Kerim ve cömert olan zengin bir zat,
muhtaç ve miskin bir adama ihsan ve ikramda bulunsa,
muhtaç ve miskin olan o adam da bu ihsan ve ikrama karşı minnet ve şükranlarını
tatlı ve o zengin zatın hoşuna gidecek bir şekilde ifade etse,
o zengin zat ona ihsan ve ikramını ziyadeleştirir.
Aynı adam o zengin zata, bu ne biçim ihsan ve ikram, neden diğer muhtaçlara şu kadar veriyorsun da bana bu kadar ihsanda bulunuyorsun,
dese ve sürekli sızlanıp şükür yerine şikayette bulunsa,
elbette o zengin zat bu fakir adama karşı hiddetlenecektir.

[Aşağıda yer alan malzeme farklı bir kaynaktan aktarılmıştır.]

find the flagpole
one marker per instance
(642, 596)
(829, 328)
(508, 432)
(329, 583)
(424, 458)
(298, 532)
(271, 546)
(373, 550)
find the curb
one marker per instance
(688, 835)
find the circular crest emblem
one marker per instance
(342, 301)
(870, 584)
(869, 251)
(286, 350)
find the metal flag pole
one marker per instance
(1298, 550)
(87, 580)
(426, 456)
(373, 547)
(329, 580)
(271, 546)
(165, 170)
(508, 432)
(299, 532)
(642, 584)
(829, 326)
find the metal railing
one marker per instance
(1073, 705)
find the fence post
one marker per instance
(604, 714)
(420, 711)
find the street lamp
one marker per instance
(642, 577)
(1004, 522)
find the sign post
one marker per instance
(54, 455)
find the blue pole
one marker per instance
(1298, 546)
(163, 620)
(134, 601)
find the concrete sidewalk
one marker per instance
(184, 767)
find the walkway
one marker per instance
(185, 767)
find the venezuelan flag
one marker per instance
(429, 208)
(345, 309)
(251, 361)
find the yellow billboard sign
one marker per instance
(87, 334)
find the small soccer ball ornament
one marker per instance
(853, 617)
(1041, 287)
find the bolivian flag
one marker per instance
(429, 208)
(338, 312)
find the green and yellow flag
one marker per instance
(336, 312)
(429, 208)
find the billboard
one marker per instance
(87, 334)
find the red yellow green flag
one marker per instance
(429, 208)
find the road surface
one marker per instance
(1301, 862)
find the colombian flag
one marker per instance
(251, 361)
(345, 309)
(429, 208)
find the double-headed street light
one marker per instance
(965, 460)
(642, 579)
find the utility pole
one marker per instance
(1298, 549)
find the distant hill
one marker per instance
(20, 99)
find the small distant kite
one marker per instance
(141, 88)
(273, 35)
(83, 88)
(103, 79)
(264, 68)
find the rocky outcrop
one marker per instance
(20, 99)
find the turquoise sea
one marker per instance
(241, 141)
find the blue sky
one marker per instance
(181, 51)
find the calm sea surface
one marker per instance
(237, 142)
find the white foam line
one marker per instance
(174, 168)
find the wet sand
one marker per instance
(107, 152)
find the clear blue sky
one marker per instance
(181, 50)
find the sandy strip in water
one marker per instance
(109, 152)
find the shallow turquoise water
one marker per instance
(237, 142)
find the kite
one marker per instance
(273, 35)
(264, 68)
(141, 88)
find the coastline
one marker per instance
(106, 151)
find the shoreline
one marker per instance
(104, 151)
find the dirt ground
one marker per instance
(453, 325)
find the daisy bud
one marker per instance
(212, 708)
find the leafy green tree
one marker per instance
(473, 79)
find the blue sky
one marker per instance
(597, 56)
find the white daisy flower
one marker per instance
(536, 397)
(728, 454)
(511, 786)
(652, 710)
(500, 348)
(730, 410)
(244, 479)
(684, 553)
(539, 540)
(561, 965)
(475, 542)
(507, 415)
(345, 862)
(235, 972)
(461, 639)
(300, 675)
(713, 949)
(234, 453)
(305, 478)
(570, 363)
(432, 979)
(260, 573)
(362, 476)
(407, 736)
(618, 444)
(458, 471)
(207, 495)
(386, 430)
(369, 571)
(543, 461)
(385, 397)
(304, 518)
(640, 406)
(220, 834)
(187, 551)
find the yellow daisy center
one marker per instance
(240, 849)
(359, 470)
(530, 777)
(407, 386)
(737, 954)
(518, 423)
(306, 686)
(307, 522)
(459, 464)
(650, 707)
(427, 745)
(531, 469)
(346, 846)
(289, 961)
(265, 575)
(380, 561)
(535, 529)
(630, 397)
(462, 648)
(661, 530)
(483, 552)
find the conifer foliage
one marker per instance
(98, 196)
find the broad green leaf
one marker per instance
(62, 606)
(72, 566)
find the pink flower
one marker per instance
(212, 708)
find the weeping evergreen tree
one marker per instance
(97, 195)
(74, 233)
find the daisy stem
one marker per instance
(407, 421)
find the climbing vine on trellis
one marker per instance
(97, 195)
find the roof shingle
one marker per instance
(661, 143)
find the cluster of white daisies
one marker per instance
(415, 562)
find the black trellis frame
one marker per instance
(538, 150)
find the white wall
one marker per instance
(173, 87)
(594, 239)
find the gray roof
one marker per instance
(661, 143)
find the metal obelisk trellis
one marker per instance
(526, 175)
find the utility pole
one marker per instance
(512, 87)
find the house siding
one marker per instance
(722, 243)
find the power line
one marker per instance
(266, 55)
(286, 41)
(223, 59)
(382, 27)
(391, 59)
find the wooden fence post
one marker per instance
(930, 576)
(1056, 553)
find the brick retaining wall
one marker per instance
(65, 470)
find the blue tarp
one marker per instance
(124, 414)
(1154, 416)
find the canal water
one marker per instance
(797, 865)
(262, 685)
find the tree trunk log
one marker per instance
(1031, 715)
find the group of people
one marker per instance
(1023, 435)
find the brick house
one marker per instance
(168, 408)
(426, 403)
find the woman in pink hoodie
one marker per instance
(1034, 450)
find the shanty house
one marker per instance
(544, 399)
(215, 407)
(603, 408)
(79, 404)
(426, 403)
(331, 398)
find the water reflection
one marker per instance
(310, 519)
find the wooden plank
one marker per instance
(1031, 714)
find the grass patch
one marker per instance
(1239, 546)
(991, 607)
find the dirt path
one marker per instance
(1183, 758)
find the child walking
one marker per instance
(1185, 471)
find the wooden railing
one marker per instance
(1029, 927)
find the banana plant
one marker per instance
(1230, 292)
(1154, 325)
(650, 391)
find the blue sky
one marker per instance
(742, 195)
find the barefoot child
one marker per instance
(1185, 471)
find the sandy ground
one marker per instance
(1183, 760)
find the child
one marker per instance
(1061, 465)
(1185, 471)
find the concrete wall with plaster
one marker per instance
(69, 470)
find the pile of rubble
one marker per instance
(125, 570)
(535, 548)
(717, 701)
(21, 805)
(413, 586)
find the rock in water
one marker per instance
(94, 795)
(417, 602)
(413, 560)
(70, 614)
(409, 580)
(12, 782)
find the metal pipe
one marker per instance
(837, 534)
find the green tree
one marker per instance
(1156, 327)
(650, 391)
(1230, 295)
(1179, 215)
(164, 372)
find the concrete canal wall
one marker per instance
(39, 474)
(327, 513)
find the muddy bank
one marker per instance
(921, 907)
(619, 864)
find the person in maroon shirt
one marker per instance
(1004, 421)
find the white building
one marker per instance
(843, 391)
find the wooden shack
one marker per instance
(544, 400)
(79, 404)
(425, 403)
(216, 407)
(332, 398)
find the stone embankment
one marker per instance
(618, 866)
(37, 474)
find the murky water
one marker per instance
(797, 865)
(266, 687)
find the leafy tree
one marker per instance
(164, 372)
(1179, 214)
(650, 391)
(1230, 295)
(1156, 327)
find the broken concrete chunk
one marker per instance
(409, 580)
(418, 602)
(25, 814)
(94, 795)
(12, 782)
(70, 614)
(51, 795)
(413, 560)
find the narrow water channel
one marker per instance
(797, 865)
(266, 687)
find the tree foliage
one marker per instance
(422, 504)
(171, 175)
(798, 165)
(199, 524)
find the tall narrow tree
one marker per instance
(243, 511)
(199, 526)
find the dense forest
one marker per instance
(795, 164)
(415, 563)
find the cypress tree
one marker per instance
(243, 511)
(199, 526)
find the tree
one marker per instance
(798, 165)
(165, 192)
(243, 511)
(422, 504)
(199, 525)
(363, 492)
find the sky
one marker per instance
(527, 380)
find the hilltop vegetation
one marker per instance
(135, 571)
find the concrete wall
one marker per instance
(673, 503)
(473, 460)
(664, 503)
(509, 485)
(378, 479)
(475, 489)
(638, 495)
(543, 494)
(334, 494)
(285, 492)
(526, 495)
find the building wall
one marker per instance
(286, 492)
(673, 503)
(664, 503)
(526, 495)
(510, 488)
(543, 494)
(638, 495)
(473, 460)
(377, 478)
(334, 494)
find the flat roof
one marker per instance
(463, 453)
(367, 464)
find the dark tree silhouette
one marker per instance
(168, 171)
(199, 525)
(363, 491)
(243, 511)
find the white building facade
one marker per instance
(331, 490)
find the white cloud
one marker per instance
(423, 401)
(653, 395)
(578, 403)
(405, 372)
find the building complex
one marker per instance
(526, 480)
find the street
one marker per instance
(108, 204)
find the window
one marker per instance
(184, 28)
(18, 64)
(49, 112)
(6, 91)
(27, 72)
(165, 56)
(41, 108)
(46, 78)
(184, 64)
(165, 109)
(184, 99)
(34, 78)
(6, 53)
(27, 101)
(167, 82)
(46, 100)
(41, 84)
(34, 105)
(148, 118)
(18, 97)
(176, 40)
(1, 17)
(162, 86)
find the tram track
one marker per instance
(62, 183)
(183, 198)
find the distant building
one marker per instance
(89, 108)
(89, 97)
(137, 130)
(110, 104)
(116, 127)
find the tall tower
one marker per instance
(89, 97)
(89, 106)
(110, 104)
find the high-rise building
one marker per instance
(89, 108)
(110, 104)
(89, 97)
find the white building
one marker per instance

Çünkü ona ihsan ve ikramda bulunmaya mecbur değil ve onun da hakkı değil ki
şikayete hakkı olsun.
İşte şükreden kul ile şikayet içinde bulunan kulun hali bu misaldeki gibidir
Şükür, ALLAH’ın ihsan ve ikramını celp eden tatlı ve cazip bir iksir iken;
şikayet, ihsan ve ikramı meneden acı ve terbiyesiz bir isyan halidir.
İnsan şükürle ALLAH’ın rahmet ve ihsanını kendi üstüne çeker;
şikayet ve şekva ile de musibeti ve belaları üstüne çeker
ve şefkati kendi üstünden uzaklaştırır.
İnsan ALLAH’a karşı ne kadar aczini ve fakrını anlar ve bu idrak ile iltica ederse, ALLAH da insana o kadar merhamet ve şefkat ile muamele eder.
Acizlik ve fakirliğimizi idrak etmemiz şükrün anahtarı, şükür ise ihsan ve ikramın anahtarıdır.